There is no point in trying to follow the narrative but thankfully, Knock Off is still fun to watch thanks to Hark's dynamic camera work and some pretty well choreographed action set-pieces. Hark has a way of depicting everyday activities is an outlandish fashion. In a normal movie, if a character calls another character on the phone you usually get a shot/reverse shot of them talking back and forth or maybe a split-screen if the director is being extra fancy. Boring but functional. A phone convo in this film has the character making the call then the camera zooms inside the phone where we see the signal travel through the wiring to get transmitted to the recipient. Is this needed? No, but it's goddamn entertaining! Every shot is constructed in the most extra way possible--zooming through household objects, dutch angles everywhere, tracking shots, seeing things from the point-of-view of a shoe, it's absolute madness!

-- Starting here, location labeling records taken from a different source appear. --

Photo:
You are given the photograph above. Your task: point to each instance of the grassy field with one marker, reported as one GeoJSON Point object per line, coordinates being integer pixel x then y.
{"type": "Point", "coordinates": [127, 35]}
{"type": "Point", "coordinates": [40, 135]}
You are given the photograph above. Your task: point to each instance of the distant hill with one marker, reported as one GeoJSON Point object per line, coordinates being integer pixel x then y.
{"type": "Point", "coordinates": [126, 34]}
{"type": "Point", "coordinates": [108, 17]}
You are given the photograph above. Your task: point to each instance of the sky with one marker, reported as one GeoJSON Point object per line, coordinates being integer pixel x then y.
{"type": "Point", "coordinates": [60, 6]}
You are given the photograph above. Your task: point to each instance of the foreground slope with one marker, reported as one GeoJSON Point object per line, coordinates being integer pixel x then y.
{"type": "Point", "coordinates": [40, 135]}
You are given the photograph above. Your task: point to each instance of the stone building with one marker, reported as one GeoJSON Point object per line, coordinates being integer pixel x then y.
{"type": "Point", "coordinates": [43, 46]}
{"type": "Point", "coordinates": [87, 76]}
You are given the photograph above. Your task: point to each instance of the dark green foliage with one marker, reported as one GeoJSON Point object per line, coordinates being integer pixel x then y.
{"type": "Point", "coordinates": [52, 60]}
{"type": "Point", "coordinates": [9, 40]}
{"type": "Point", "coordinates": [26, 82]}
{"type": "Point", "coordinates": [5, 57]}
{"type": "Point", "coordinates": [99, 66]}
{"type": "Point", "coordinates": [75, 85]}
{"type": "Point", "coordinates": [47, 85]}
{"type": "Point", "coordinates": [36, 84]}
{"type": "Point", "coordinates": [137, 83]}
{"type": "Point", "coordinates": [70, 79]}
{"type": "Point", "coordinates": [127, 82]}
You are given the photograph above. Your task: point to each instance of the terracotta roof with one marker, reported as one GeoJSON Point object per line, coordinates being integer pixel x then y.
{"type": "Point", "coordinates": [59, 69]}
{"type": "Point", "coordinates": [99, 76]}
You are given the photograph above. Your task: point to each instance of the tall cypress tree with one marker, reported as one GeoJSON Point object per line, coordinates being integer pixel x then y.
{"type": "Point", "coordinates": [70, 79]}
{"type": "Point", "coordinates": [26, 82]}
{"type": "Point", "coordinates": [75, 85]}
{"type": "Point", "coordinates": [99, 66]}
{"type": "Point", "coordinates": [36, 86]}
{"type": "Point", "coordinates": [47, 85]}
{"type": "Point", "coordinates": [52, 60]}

If you have ever wanted to see Van Damme singing to a Cantonese pop song while driving a convertible, this is the movie for you. As an aside, Hark isn't shy with using female gaze style sex appeal with Van Damme and in both Double Team and Knock Off he has Van Damme running around in his underwear. I'm not complaining, but it's not something you see often. The acting is not good and Schneider manages to be even less funny than he normally is which is quite an achievement. He is definitely no Dennis Rodman, though he does have a few colorful shirts.

Tsui Hark returned to China after making this film as he was quite disenfranchised with the Hollywood machine at this point (rightly so) and that was the end of his experiment with making action films over here. Fortunately, we got two ridiculous flicks out of this debacle that are worth exploring as curiosity pieces.